摘要:偶氮还原酶(Azoreductase)是降解偶氮染料的关键酶,在染料污染区域的生物修复方面具有独特优势。而对于可以在高温环境中处理工业废水的热稳定性偶氮还原酶,更具有研究应用价值。但目前国内外对热稳定性偶氮还原酶结构和其热稳定性的研究较少。本研究基于蛋白质结构特征分析热稳定偶氮还原酶BC(AzoreductaseBC,简称AzoBC)的特性,预测确定对偶氮还原酶BC热稳定性影响因素,拟通过选择性变性来测定各因素对偶氮还原酶BC热稳定性的影响大小,从而为偶氮还原酶热稳定性的改进提供理论基础。
本实验通过大肠杆菌表达菌株BL21将带有His-tag偶氮还原酶BC基因(azoBC)进行表达,后经过固定镍离子亲和层析柱(Nickel-Immobilizedmetalionaffinitychromatography,简称Ni-IMAC)分离纯化得到偶氮还原酶BC纯酶液。对偶氮还原酶BC进行基本酶学性质研究发现,其最适反应达70℃,是一种热稳定的偶氮还原酶,是研究偶氮还原酶热稳定性同结构关系的理想材料。

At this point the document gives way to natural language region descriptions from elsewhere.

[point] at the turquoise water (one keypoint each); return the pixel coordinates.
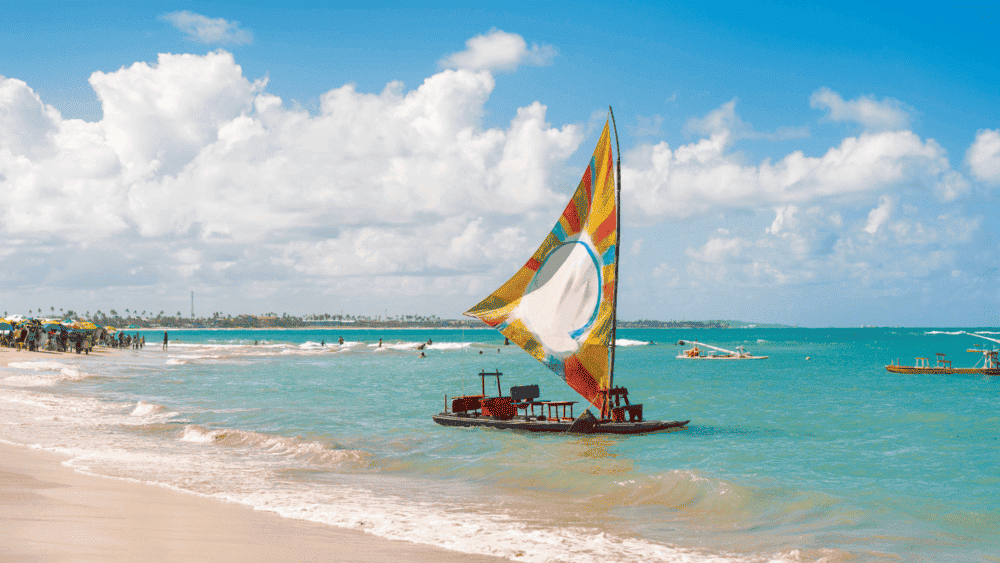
(814, 454)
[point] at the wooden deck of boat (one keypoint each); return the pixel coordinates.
(560, 425)
(946, 371)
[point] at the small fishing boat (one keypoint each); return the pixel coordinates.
(987, 365)
(560, 308)
(697, 353)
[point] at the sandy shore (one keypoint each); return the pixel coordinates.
(49, 513)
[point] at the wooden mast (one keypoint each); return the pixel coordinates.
(618, 236)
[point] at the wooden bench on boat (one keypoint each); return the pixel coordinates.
(524, 396)
(618, 412)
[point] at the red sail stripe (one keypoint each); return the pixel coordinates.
(606, 228)
(580, 379)
(572, 218)
(609, 291)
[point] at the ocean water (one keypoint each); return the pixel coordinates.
(814, 454)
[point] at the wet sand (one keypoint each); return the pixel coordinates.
(50, 513)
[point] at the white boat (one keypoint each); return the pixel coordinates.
(696, 353)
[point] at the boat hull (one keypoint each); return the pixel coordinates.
(561, 425)
(945, 371)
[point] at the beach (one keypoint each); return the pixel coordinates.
(284, 445)
(51, 513)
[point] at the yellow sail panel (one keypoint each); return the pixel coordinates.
(559, 306)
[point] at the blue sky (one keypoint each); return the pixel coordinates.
(809, 164)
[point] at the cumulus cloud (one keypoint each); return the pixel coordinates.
(983, 157)
(660, 182)
(718, 249)
(206, 30)
(498, 51)
(200, 177)
(197, 177)
(887, 115)
(879, 215)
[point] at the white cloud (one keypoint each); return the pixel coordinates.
(983, 157)
(784, 217)
(879, 215)
(659, 182)
(206, 30)
(26, 124)
(498, 51)
(887, 115)
(197, 176)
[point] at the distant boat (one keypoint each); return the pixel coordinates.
(560, 308)
(987, 365)
(697, 353)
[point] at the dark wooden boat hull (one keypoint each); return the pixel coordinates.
(947, 371)
(561, 425)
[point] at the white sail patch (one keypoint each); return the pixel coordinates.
(562, 301)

用5%甲醇、1mM十二烷基磺酸钠(SDS)、2%氯化钾三种变性剂分别对偶氮还原酶BC的氢键(Hydrogenbond)、疏水作用(Hydrophobicinteraction)、离子键(Ionicbond)进行选择性变性处理,并通过温差脱色试验,测定偶氮还原酶BC的失活动力学参数。结果表明,在70℃时,经甲醇和SDS处理的偶氮还原酶BC失活半衰期由9.56min分别降低到7.11min和6.93min;在80℃时,经甲醇、SDS和氯化钾处理的偶氮还原酶BC失活半衰期分别降低了0.76min,2.48min和2.14min;在90℃时,经SDS处理的偶氮还原酶BC,其失活半衰期降低到只有2.35min。经过5%甲醇、1mMSDS、2%氯化钾处理的偶氮还原酶BC失活活化能由原来的70.84kJ/mol分别降低到51.93kJ/mol、48.52kJ/mol、67.76kJ/mol。这表明了氢键、疏水作用、离子键对偶氮还原酶BC稳定性均有贡献,其中疏水作用对偶氮还原酶BC稳定性的贡献较大。
关键词:偶氮还原酶BC;热稳定性;热失活
Abstract:Azo reductase is the key enzyme in degradation of azo dye and has unique significance in the bioremediation of azo dye-contaminated areas. The thermostable azo reductase has great research value because of its potential application in the treatment of high temperature industrial wastewater. However, there are few studies concerned about the structure and thermostability of thermostable azo reductase at home and abroad. The analysis the 3D- stucture of azo reductase BC (azoBC). Predicted the factors affecting its thermal stability. In present study, we intended to investigate how these factors affect the thermal stability of azoBC by selective denaturation assays. These results will give some clue for the improvement of thermal stability of other azo reductases in the future.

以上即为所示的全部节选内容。